Eco-destruction? Narmada's natural flow down to what it was 10 years go, farm lands go saline, fish catch down

Aliyabet
By Our Representative
The Gujarat government closing down all the 30 gates on the the Sardar Sarovar Narmada dam in June this year may have "helped" raise the water level to the full reservoir level, 138.68 metres, swelling the dam’s live storage from 1.27 million acre feet (MAF) to 4.73 MAF. However, this has allegedly led to a major ecological destruction downstream of the river, 150 km away, on the river mouth, on the Gulf of Khambhat.
Says South Gujarat's well-known environmentalist MSH Sheikh, who heads the Brackish Water Research Centre, Surat, the flow in the river, despite increase in the dam's capacity, has actually gone down to what it was 10 years ago. He has told Counterview, "It was decided to release 600 cusecs (cubic feet per seconds) of environmental flow by dam authorities without considering the effects on downstream at the time of planning the dam."
Pointing out that even this 600 cusecs of water is only being released "on paper", Sheikh says, "A recent National Green Tribunal (NGT) order said that 25% of river flow should be considered as ecological flow for downstream area", adding, the main reason behind this is the dam authorities' belief that "the release in the downstream is wastage of the fresh water; they have no value for the 150 km of Narmada river downstream from the dam."

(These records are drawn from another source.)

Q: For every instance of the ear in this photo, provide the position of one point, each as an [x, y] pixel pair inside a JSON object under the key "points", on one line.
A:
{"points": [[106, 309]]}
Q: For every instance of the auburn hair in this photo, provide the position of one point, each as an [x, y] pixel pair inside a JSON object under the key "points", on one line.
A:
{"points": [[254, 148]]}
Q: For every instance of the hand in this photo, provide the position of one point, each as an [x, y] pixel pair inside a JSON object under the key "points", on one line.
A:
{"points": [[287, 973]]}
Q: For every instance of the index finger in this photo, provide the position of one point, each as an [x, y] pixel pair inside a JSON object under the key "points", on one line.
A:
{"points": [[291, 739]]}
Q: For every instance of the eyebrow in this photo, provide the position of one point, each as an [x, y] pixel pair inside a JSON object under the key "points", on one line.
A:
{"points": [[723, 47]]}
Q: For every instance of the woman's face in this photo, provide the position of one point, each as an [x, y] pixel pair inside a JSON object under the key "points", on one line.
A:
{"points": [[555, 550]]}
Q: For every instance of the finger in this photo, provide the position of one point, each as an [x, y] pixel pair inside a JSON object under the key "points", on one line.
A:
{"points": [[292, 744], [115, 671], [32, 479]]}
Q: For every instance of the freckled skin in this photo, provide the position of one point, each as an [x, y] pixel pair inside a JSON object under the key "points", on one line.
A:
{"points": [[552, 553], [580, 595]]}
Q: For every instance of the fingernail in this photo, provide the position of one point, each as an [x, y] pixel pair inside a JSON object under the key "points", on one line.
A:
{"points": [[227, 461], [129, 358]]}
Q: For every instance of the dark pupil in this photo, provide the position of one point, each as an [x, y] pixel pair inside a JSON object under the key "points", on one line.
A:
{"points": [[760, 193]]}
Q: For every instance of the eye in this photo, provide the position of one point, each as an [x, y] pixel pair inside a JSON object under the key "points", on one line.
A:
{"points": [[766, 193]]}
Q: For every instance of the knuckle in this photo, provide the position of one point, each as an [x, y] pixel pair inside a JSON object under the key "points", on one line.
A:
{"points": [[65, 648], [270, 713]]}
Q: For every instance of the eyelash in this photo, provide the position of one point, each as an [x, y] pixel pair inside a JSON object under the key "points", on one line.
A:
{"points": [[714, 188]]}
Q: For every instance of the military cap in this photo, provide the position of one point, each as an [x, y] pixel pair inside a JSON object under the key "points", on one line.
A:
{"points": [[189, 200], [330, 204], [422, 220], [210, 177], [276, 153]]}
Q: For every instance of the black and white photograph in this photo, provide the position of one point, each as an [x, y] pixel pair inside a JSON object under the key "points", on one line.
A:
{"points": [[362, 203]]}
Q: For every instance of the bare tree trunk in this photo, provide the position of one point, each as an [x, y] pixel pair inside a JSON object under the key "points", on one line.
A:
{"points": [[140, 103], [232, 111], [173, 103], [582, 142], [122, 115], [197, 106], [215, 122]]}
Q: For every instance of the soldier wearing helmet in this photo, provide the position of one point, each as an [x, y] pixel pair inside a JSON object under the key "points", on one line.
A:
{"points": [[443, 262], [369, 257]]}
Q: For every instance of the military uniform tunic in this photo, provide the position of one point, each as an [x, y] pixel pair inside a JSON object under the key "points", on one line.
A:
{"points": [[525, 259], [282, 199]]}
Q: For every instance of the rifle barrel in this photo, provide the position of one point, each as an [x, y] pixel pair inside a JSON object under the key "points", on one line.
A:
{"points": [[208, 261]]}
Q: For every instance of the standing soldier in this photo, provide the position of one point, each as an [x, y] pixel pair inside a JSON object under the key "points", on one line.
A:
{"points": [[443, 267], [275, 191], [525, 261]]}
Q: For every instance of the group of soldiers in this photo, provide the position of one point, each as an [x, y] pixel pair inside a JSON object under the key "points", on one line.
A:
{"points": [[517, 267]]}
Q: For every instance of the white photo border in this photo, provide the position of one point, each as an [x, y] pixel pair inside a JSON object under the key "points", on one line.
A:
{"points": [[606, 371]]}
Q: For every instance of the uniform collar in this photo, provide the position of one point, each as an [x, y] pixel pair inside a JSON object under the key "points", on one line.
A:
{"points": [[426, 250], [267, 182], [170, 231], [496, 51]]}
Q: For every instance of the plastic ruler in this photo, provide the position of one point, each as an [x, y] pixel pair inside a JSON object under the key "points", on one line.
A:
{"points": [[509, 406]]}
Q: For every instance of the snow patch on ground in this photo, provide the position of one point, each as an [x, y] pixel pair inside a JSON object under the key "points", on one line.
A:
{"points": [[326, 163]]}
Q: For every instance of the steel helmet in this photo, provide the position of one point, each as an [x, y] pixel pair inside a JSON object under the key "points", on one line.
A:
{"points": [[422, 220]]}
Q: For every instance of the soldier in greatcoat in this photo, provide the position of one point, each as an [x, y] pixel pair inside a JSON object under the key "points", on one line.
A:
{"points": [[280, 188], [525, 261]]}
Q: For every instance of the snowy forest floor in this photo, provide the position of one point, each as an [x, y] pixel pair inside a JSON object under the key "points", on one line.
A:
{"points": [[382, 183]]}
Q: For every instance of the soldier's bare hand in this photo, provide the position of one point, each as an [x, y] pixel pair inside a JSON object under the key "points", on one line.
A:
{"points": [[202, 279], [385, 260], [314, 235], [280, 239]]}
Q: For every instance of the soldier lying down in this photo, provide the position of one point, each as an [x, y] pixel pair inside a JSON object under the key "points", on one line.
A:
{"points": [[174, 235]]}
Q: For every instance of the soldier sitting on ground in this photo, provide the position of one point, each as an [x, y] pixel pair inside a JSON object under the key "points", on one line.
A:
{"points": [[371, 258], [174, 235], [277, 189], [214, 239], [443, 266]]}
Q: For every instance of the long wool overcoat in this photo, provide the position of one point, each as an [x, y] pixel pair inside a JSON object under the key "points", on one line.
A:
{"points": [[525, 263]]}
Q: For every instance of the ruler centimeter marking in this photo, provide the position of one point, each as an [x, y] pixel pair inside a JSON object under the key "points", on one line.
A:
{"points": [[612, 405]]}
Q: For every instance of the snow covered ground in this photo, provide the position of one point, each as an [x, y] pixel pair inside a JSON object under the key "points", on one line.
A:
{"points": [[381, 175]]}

He notes, "Narmada is the biggest west flowing river which had the continuous freshwater flow necessary for fish breeding throughout the year. The flow has come down drastically. The fresh water flow is confined to merely 20 meters of the riverbed at Chandod in the downstream of the dam, though the width used to be 250-300 metres before the dam was constructed."
Another major ecological consequence of the "non-release of the fresh water", says Sheikh, has been "tidal water intrusion much deeper than before", insisting, "The salt water is affecting farmers. Farmers on the river bank cannot take the river water for agriculture as it has no dilution of freshwater. Tidal effects are depositing silt in the mouth of the river from Bharuch to Dahej, creating the various mud islands."
Pointing out that "the morphology of the river and riverbed is totally changed due to the decrease of river flow", Sheikh says, "There was a delta of river Narmada when the Sardar Sarovar dam was not constructed, which was called Aliyabet, having lush green 'aal' grass. The villagers of the northern and southern portion of the river were grazing animals on it. After the construction of dam and non-release of adequate water, the delta has disappeared."
"The southern portion of the delta has merged with the land and created a desert", Sheikh says, adding, "Decrease in the river water level has made the entire estuary very shallow. The fishermen are not having adequate depth in the estuarine mouth. Uneven topography has permanently changed the river estuary and delta."
According to Sheikh, "The fishermen who were fishing before the dam was constructed from Hansot to Kantiyajal in 20 km stretch in southern portion of the delta do not have the river any more, as it has merged in land and become desert. The Pagadiya fishermen have to go tens of km away from their native village for fishing."
Meanwhile, in order to come to grips with the ecological destruction because of the reduced release of water from the dam, the state government has proposed Bhadbhut barrage on the mouth of the river. Sheikh says, "Fishermen are opposing the barrage as they are now fishing in the flowing river during the tidal water in the river and the estuary."
He adds, "The closer of the estuary at Bhadbhut will shorten their fishing ground and breeding ground of Hilsa fish, which is one of the major fish species in Narmada river and estuary. All movement of the water flow will stop, which will result in stopping of breeding of the species, which requires brackish water area where the salinity varies."